North Korea to send 230-person 'cheering squad' to Pyeongchang 2018 Winter Olympics

North Korean cheerleaders wave their national flags during the World Student Games in Daegu, South Korea, in 2003: Getty Images
North Korean cheerleaders wave their national flags during the World Student Games in Daegu, South Korea, in 2003: Getty Images

North Korea is to send a 230-person cheering squad to the Winter Olympics in South Korea next month.

Seoul disclosed details of Pyongyang’s planned delegation after the two countries held pre-Games talks amid a thaw in relations.

But Japan urged caution over the North’s “charm offensive”, warning it was “not the time to ease pressure” on leader Kim Jong-un and his missile and nuclear weapons programme.

North and South Korea opened talks on the Olympics last week, the first time the two sides have been in dialogue for two years. Preparations for the Pyeongchang Games have offered respite from a lengthy stand-off over Pyongyang’s nuclear ambitions, which it is pursuing in defiance of United Nations sanctions.

Twenty nations meeting in the Canadian city of Vancouver agreed on Tuesday to consider tougher sanctions to press North Korea to halt its nuclear weapons programme.

Rex Tillerson, the US Secretary of State, warned the North it could trigger a military response if it did not choose dialogue.

Japanese Foreign Minister Taro Kono said the world should not be naive about Pyongyang’s “charm offensive” over the Olympics.

“It is not the time to ease pressure, or to reward North Korea,” he added. “The fact that North Korea is engaging in dialogue could be interpreted as proof that the sanctions are working.”

Pyongyang has refused to give up development of nuclear missiles capable of hitting the US in spite of increasingly severe UN sanctions and has test-fired missiles over Japan, raising fears of a new war on the Korean peninsula.

In state media this week, the North warned the South of spoiling inter-Korean ties by insisting it gives up its nuclear weapons.

“We will work actively to improve North-South Korean relations but will not stand still to actions that are against unification,” the North’s Rodong Sinmun newspaper said.

The South’s Unification Ministry said the two sides exchanged opinions on several issues, including the size of the North Korean athletics team and joint cultural events.

Seoul has proposed a joint ice hockey team, which triggered an angry response from athletes in the South suddenly being told they may have to play alongside total strangers.

“I don’t know if it will happen, but a joint team will be a good opportunity for ice hockey to shed its sorrow as a less-preferred sport as many Koreans will take interest,” South Korean President Moon Jae-in told players during a visit to a training centre.

The number of petitions to the presidential Blue House’s website opposing a unified team climbed to more than 100 this week, with the most popular petition gaining more than 11,000 signatures.

“This isn’t the same as gluing a broken plate together,” said one.

Paik Hak-soon, the director of the Centre for North Korean studies at Sejong Institute in South Korea, said North Korea was using its all-female cheerleading squad to draw attention to its apparent co-operative spirit.

“Seeing good results in competitions thanks to the cheering squad would enable the North Koreans to say they contributed to a successful Olympics and the South Korean government would likely agree,” said Mr Paik.

“In the end, they are using this old tactic to get to Washington through Seoul.”

On Tuesday, officials from North and South agreed a 140-person North Korean orchestra would perform in South Korea during the Games.
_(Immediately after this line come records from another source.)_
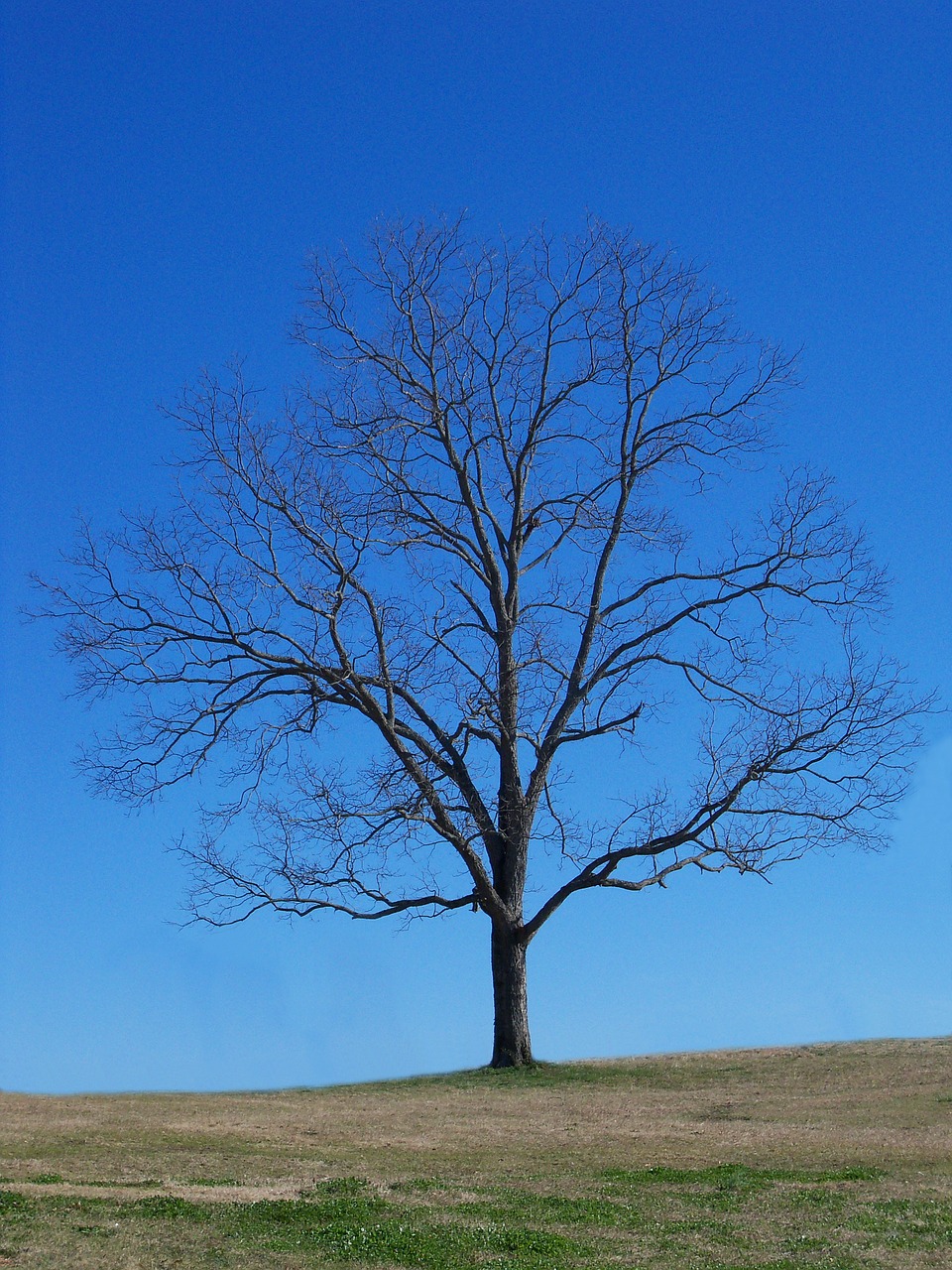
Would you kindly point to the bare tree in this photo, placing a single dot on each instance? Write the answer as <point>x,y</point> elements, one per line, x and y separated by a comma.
<point>470,536</point>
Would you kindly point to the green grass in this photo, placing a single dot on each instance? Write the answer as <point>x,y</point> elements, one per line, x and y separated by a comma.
<point>705,1218</point>
<point>814,1159</point>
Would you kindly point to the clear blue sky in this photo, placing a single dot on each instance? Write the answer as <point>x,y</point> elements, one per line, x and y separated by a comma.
<point>167,171</point>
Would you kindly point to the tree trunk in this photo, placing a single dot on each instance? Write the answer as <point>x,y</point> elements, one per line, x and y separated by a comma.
<point>512,1046</point>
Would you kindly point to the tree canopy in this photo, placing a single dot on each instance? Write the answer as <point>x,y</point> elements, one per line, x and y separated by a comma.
<point>479,536</point>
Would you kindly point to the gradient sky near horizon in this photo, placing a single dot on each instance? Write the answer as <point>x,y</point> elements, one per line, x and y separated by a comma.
<point>167,171</point>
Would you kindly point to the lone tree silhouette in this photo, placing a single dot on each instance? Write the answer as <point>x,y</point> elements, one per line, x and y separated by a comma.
<point>471,538</point>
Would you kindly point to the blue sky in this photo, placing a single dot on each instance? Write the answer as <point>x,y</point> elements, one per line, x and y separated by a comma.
<point>166,175</point>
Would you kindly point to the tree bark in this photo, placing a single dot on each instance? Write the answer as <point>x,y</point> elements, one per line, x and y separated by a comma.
<point>512,1046</point>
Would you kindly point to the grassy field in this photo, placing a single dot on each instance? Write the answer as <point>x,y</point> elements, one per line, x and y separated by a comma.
<point>825,1156</point>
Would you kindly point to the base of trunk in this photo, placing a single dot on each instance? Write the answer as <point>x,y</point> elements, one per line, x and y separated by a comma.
<point>512,1046</point>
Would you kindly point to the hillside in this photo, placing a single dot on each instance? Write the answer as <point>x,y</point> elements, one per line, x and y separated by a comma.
<point>835,1156</point>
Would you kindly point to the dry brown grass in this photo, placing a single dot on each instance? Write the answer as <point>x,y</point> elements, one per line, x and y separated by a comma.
<point>876,1105</point>
<point>873,1102</point>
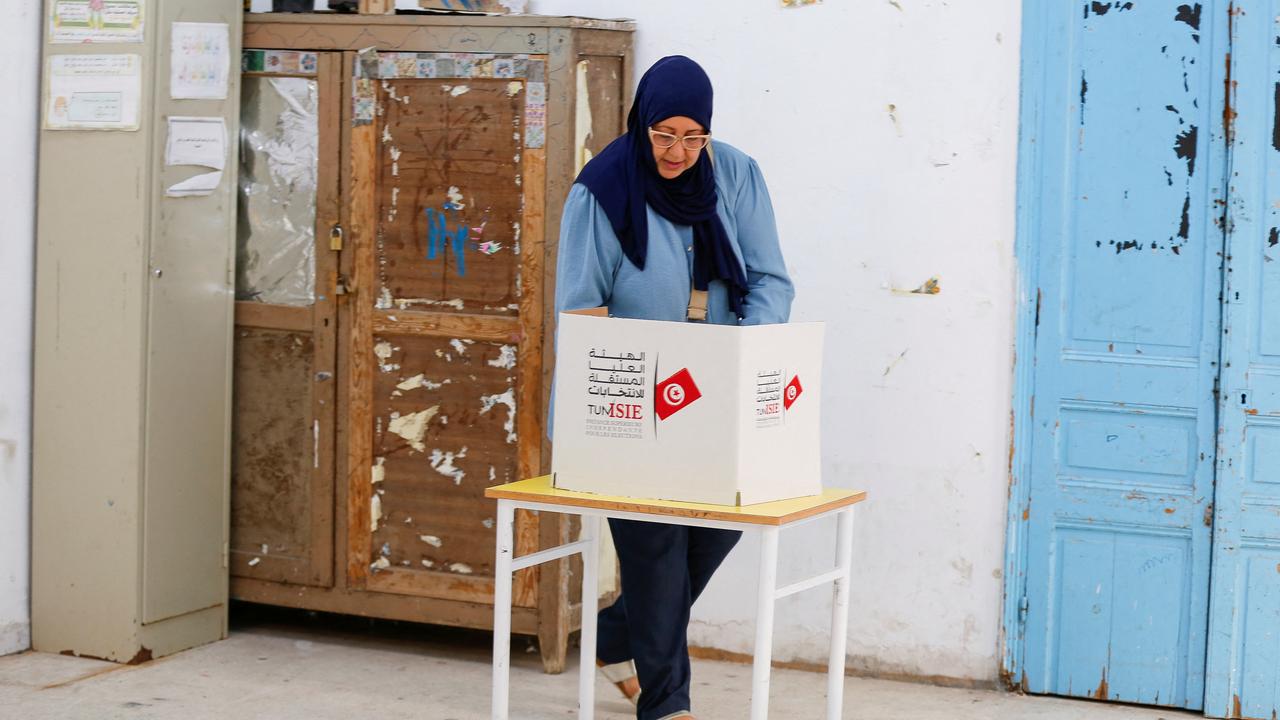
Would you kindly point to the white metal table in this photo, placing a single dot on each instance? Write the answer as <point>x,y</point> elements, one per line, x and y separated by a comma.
<point>767,518</point>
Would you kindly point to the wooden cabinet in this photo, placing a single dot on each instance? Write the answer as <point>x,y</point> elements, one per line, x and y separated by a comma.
<point>402,181</point>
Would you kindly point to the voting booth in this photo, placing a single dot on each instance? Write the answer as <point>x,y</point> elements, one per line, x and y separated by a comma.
<point>688,411</point>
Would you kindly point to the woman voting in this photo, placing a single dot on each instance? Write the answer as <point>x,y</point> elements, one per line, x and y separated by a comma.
<point>667,224</point>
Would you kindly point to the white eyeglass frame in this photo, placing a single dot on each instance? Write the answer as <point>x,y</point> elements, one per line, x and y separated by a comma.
<point>656,133</point>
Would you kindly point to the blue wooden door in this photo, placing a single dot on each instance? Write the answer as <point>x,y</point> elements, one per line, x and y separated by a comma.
<point>1120,164</point>
<point>1243,674</point>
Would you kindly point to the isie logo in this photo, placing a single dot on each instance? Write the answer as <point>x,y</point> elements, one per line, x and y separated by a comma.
<point>792,392</point>
<point>675,393</point>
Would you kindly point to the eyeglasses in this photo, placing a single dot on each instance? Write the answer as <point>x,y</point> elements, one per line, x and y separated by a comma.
<point>666,140</point>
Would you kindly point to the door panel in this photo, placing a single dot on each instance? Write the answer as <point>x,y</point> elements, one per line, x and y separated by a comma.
<point>286,322</point>
<point>1244,621</point>
<point>452,384</point>
<point>1121,454</point>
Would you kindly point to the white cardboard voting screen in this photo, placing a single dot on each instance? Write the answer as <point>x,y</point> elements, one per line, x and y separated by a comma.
<point>688,411</point>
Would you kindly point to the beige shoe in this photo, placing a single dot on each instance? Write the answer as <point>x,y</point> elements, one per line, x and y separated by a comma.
<point>624,677</point>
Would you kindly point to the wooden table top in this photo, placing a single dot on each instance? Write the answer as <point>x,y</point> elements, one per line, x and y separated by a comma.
<point>777,513</point>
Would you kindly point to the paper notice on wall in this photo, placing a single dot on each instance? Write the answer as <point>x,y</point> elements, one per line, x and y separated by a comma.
<point>199,62</point>
<point>94,92</point>
<point>96,21</point>
<point>196,141</point>
<point>204,183</point>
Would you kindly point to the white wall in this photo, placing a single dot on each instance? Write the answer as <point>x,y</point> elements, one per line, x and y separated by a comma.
<point>19,53</point>
<point>887,132</point>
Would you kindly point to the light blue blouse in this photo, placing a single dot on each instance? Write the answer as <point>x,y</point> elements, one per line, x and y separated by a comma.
<point>592,269</point>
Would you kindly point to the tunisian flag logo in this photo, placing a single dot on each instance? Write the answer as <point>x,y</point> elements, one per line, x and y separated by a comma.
<point>675,393</point>
<point>791,392</point>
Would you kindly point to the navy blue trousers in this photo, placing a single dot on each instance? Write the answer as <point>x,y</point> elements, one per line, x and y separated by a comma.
<point>664,568</point>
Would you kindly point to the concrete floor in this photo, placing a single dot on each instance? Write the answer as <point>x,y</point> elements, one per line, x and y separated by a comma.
<point>295,665</point>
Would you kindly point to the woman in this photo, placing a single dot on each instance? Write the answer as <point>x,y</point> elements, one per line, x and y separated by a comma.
<point>666,224</point>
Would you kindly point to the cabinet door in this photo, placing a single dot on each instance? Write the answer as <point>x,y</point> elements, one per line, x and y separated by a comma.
<point>1120,212</point>
<point>286,322</point>
<point>446,332</point>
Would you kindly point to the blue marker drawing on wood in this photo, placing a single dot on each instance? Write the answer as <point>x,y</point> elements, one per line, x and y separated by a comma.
<point>439,236</point>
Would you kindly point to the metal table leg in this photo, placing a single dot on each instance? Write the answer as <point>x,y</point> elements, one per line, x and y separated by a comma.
<point>506,523</point>
<point>840,614</point>
<point>767,593</point>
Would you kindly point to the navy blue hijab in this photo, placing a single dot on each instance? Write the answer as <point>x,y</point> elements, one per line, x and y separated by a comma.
<point>624,177</point>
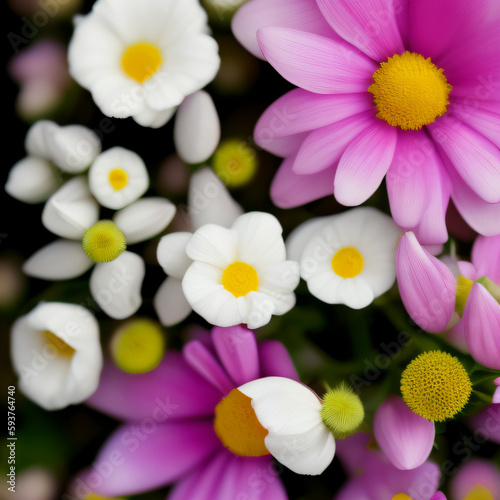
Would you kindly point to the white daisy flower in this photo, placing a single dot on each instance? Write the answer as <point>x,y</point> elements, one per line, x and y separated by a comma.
<point>71,149</point>
<point>347,258</point>
<point>118,177</point>
<point>56,353</point>
<point>141,59</point>
<point>208,202</point>
<point>240,275</point>
<point>116,280</point>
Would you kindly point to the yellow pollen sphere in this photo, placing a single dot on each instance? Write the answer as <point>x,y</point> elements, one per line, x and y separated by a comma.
<point>347,262</point>
<point>240,278</point>
<point>409,91</point>
<point>235,163</point>
<point>435,385</point>
<point>63,349</point>
<point>118,179</point>
<point>139,346</point>
<point>141,61</point>
<point>103,242</point>
<point>342,411</point>
<point>237,426</point>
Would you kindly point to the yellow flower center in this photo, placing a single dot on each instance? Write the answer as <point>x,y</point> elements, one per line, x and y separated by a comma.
<point>103,242</point>
<point>139,347</point>
<point>409,91</point>
<point>118,178</point>
<point>237,426</point>
<point>240,278</point>
<point>435,385</point>
<point>235,163</point>
<point>141,61</point>
<point>479,492</point>
<point>342,411</point>
<point>63,349</point>
<point>347,262</point>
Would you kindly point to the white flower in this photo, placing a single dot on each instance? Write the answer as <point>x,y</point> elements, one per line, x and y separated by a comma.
<point>71,149</point>
<point>118,177</point>
<point>196,128</point>
<point>141,59</point>
<point>208,202</point>
<point>291,413</point>
<point>56,353</point>
<point>240,275</point>
<point>116,280</point>
<point>347,258</point>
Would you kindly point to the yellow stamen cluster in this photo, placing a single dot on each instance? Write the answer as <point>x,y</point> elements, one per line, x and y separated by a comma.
<point>103,242</point>
<point>348,262</point>
<point>342,411</point>
<point>240,278</point>
<point>237,426</point>
<point>141,61</point>
<point>139,346</point>
<point>235,162</point>
<point>436,386</point>
<point>409,91</point>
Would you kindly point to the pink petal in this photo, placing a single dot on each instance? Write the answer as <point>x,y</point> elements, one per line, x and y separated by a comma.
<point>364,164</point>
<point>275,361</point>
<point>482,326</point>
<point>316,63</point>
<point>289,189</point>
<point>301,15</point>
<point>475,158</point>
<point>301,111</point>
<point>405,437</point>
<point>486,257</point>
<point>172,390</point>
<point>370,26</point>
<point>325,146</point>
<point>426,285</point>
<point>237,350</point>
<point>204,362</point>
<point>139,457</point>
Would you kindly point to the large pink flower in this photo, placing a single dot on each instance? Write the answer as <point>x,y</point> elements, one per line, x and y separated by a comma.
<point>409,91</point>
<point>169,431</point>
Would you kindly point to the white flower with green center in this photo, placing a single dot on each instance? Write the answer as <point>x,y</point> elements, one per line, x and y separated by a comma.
<point>347,258</point>
<point>52,151</point>
<point>116,280</point>
<point>240,275</point>
<point>56,353</point>
<point>141,59</point>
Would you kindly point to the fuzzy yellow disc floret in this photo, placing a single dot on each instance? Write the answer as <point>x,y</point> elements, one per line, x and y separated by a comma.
<point>436,386</point>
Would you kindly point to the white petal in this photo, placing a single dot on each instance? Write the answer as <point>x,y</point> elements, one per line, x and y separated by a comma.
<point>209,201</point>
<point>196,128</point>
<point>259,239</point>
<point>171,253</point>
<point>116,285</point>
<point>144,218</point>
<point>31,180</point>
<point>213,245</point>
<point>71,210</point>
<point>59,260</point>
<point>170,304</point>
<point>137,181</point>
<point>51,380</point>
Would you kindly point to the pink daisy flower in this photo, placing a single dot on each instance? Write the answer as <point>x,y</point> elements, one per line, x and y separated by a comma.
<point>409,91</point>
<point>171,434</point>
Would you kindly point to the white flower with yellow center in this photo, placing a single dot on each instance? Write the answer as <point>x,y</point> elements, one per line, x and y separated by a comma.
<point>118,177</point>
<point>56,353</point>
<point>347,258</point>
<point>116,280</point>
<point>141,59</point>
<point>240,275</point>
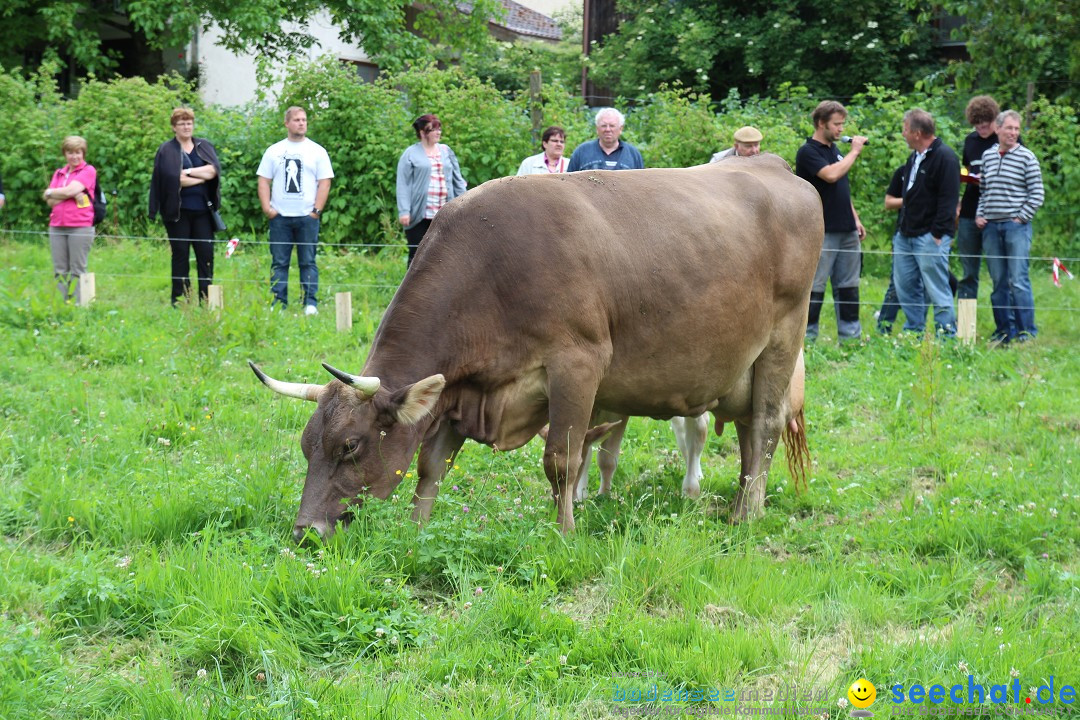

Pyongyang is also planning to send a large delegation in addition to the athletes and orchestra.

Reclusive North Korea and rich, democratic South are technically still at war because their 1950-53 conflict ended in a truce, not a peace treaty. The North regularly threatens to destroy the South, Japan and their major ally, the US.

China, which did not attend the Vancouver meeting, said on Wednesday the gathering showed a Cold War mentality and would only undermine a settlement of the North Korea problem.